Below is federal data on the loans students use to pay for Advanced Welding Institute, including completion-adjusted borrowing and a standard repayment estimate. The data below is drawn directly from federal sources.
Looking at the entering class at AWI, 55% of incoming students take out a loan to help cover first-year costs, at roughly $5,988 per student, private and federal loans combined.
The average federally funded loan is $5,016, amounting to 91.2% of the $5,500 cap on first-year federal borrowing for the typical dependent student. Be aware: the undergraduate-wide averages below exclude private loans, while this freshman number includes them.
For undergraduates overall at AWI, 52% rely on federal student loans toward their education, for a typical $5,043 per year. This is 0.5% above the $5,016 borrowed by freshmen.
Repeating that yearly amount projects to about $10,086 across two years and $20,172 over four years. This assumes steady federal borrowing and leaves out private and Parent PLUS loans.
| Undergraduate federal borrowing | Value |
|---|---|
| Share using federal loans | 52% |
| Average federal loan per year | $5,043 |
| Undergraduates with a federal loan | 70 |
| Total federal loans (one year) | $352,990 |
Graduating and withdrawing students at AWI carry a median federal debt of $5,077 in federal student loans.

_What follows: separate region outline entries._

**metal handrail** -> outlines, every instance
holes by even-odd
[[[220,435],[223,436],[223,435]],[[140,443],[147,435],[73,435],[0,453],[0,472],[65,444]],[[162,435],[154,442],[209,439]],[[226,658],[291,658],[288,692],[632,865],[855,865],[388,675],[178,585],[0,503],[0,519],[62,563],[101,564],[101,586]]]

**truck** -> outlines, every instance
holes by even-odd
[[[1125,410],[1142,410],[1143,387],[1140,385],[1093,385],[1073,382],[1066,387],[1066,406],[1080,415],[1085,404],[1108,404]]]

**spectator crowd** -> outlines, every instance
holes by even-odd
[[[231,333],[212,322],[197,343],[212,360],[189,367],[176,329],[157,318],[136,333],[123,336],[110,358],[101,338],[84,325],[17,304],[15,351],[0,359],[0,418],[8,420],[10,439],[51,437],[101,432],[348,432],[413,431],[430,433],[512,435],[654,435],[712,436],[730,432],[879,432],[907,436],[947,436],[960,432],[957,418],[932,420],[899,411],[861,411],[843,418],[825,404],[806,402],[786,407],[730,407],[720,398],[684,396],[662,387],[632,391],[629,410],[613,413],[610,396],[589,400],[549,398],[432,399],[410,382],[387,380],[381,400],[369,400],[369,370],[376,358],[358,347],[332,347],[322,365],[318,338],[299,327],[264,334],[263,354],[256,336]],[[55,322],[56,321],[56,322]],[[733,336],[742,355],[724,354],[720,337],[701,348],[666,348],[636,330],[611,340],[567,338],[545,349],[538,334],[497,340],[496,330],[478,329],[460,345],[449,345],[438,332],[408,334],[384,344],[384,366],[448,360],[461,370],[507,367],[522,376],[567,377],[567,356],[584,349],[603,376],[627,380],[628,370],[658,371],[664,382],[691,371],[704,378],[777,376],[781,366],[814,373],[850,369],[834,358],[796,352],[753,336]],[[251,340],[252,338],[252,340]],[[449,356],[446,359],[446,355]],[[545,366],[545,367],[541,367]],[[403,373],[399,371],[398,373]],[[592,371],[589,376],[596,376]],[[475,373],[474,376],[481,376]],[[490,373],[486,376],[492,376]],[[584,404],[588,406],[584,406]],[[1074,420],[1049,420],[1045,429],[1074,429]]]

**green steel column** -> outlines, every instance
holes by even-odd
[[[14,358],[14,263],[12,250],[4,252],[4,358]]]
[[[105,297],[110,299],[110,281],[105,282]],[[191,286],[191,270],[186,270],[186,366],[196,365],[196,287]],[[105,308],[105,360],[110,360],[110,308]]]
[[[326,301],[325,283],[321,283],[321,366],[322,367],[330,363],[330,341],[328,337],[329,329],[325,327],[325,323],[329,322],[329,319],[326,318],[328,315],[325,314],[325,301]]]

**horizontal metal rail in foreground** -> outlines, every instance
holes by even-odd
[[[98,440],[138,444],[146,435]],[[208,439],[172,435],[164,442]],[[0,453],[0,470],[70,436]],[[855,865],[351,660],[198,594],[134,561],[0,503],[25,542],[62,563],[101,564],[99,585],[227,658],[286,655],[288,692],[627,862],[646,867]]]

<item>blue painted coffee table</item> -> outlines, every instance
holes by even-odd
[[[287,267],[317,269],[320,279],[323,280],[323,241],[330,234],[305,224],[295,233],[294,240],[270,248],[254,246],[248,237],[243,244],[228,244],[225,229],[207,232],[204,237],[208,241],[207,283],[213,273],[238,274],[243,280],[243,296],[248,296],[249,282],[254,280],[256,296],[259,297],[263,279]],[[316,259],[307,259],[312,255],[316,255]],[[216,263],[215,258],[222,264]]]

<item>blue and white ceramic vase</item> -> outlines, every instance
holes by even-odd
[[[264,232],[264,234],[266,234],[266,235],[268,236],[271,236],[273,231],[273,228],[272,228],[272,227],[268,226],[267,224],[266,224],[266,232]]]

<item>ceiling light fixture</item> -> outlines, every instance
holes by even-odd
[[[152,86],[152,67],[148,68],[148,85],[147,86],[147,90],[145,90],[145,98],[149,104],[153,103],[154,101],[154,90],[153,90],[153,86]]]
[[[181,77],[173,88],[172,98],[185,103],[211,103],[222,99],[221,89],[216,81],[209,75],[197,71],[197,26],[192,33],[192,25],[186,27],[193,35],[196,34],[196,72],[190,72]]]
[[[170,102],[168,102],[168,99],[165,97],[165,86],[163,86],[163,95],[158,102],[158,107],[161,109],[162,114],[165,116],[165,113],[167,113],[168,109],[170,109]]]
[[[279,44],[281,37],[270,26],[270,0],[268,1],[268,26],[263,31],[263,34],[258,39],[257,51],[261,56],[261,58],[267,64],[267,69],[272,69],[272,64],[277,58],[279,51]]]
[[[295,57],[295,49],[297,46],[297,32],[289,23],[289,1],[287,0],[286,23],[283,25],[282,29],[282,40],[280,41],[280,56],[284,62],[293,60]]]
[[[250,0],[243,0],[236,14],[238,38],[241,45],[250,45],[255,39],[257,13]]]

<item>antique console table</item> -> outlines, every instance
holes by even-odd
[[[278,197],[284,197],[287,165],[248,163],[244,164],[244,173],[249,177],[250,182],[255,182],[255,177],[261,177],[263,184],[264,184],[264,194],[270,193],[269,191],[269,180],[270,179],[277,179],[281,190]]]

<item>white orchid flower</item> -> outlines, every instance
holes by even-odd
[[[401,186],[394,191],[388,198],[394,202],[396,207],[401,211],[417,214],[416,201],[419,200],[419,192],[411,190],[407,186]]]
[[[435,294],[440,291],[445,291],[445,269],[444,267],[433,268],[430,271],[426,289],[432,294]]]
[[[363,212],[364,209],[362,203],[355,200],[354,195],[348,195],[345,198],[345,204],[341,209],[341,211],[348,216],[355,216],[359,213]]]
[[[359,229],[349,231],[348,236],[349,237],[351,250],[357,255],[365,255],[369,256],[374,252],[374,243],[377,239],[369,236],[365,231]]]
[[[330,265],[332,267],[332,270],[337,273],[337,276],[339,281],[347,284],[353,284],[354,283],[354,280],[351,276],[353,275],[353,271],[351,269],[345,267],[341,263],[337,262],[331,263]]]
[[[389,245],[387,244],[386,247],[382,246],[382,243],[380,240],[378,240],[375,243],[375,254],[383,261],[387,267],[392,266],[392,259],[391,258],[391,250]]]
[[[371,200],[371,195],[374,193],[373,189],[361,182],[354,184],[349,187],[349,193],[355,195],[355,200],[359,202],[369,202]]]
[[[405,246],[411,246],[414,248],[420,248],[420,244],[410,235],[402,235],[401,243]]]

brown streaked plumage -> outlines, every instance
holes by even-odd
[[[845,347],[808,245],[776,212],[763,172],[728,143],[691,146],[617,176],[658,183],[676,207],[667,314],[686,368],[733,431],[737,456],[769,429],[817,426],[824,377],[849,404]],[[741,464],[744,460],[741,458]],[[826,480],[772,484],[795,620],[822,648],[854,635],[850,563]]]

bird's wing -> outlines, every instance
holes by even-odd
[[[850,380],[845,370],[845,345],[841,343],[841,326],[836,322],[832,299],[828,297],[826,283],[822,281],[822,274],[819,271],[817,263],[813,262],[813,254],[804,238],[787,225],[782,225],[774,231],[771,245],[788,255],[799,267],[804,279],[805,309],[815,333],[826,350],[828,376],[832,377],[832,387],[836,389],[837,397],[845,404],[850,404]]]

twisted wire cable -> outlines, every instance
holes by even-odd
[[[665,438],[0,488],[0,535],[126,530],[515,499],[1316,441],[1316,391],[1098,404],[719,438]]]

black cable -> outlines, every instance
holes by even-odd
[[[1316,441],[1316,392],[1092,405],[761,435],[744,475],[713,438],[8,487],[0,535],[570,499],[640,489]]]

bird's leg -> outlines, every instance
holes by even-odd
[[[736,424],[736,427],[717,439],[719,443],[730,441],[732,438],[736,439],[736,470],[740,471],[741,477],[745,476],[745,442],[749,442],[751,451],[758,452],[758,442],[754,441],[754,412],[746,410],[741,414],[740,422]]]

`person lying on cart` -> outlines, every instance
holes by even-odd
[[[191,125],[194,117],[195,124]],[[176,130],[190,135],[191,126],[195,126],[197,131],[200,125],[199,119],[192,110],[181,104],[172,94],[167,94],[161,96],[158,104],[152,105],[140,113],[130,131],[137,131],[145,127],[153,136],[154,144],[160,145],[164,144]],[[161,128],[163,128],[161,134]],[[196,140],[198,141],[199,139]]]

| Borrower group | Median federal debt |
|---|---|
| All federal borrowers | $5,077 |
Half of all borrowers fall between the 25th and 75th percentiles shown below for AWI.
| Percentile | Cumulative Federal Debt |
|---|---|
| 25th percentile | $5,077 |
| 75th percentile | $5,481 |
PLUS loans — taken out by parents or graduate students — add to the total cost of attendance financed by debt at AWI.
| Group | Borrowers | Median debt incl. PLUS |
|---|---|---|
| All borrowers | 20 | $20,125 |
Repayment burden translates the debt figures into what a borrower actually pays each month. AWI.
A loan default — failing to keep up with federal student-loan payments — is one of the worst financial outcomes a borrower can face. The federal two-year cohort default rate for AWI is shown below.
| Metric | Value |
|---|---|
| 2-year cohort default rate | 15.3% |
| Borrowers in the cohort | 25 |
This rate follows a borrower cohort from the start of repayment through the two-year window the Department of Education uses.
Borrowing varies by family income, by first-generation status, and by dependency status.
Borrowing by Income Tier
| Income tier | Median federal debt |
|---|---|
| Middle income | $5,077 |
First-Generation Comparison
| Cohort | Median federal debt |
|---|---|
| First-generation students | $5,077 |
| Continuing-generation students | $5,077 |
Dependent vs Independent Borrowers
| Cohort | Median federal debt |
|---|---|
| Dependent students | $5,077 |
| Independent students | $8,769 |
These pre-calculated indicators summarize the borrowing gaps between cohorts at AWI.
The Difference Between Subsidized and Unsubsidized Loans
Unsubsidized federal student loans accrue interest every month — even while you are still enrolled. Unless you pay that interest as it builds, the balance you owe at graduation can be noticeably higher than the amount you originally borrowed.
Worth Knowing
Declaring bankruptcy does not erase federal student loan debt. If you stop paying, the federal government can garnish a portion of your wages until the loans are repaid.
References
More about our data sources and methodologies.